# figuring the Sikes current?



## flex (Feb 26, 2013)

how can i figure out which way the water will be moving at Bob Sikes? 

is the current based on if the tide is going high or low?


----------



## deeptracks (Oct 2, 2007)

flex said:


> how can i figure out which way the water will be moving at Bob Sikes?
> 
> is the current based on if the tide is going high or low?


both....rising tide, current will be west to east and vice versa...


----------



## Kenton (Nov 16, 2007)

Incoming tide it moves east, outgoing to the west at that location i believe.


----------



## flex (Feb 26, 2013)

okay so saturday 9am is high tide and 8pm is low tide..
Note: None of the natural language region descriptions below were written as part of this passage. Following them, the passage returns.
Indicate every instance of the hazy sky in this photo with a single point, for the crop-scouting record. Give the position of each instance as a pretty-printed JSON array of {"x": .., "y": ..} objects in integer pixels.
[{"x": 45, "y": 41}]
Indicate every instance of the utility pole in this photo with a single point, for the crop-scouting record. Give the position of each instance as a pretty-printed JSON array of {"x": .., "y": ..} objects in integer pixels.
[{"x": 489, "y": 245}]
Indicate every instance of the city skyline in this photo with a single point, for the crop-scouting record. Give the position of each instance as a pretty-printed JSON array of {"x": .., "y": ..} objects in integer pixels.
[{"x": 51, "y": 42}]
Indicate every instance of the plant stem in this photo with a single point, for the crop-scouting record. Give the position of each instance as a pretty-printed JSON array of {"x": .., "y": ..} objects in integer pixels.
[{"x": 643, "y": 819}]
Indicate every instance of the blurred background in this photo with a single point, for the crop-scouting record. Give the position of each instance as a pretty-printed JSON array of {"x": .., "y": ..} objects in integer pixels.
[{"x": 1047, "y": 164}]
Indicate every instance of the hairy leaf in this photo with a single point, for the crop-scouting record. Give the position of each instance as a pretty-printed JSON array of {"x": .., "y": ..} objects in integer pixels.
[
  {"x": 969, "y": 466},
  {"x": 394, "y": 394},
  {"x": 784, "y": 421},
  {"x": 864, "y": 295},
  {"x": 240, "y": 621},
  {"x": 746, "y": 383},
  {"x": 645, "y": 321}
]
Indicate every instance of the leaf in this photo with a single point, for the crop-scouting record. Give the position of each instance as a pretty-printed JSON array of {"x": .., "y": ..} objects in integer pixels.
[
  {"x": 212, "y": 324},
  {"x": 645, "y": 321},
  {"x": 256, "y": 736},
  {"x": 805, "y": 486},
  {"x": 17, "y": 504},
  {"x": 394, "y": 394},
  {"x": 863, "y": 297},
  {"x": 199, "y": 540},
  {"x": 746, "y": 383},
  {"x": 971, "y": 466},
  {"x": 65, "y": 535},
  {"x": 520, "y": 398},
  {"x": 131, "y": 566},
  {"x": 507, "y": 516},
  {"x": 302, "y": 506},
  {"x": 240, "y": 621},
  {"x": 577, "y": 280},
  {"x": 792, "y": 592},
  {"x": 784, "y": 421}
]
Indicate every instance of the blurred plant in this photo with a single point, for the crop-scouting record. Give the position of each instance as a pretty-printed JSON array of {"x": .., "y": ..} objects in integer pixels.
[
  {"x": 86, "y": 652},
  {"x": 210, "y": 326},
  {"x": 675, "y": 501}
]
so if i show up at 10am and fish all day its gonna be moving east correct?


----------



## lighttackle2fun (Dec 22, 2007)

The water will be heading towards navarre, on incoming high tides. So away from the bridge into open water. When its going to low tide the water will take your bait under the bridges.


----------



## flex (Feb 26, 2013)

okay everyone seems to be in agreement.. now my next question is current speed. what dictates the speed of the current? sometimes if you are bobber fishing you will throw it out there and within a couple minutes the bobber is under the bridge and you gotta toss out again. other times it takes longer.


----------



## lighttackle2fun (Dec 22, 2007)

You have to read tide charts. See how much of a tide swing there is. Then see when it started coming in and when it ends. Its going to change all day long. Fast then slow and fast and slow again and a period of almost no movement in between. 

Until you hit the water its impossible to know this. Adjust once you throw a line. Heavier weight or jig if it getting back to you quickly...I always cast the opposite direction of the tide and let the bait come back to me. Natural movement!


----------



## flex (Feb 26, 2013)

i figured the tide swing had a lot to do with it but haven't been able to put 2+2 together and confirm that.


----------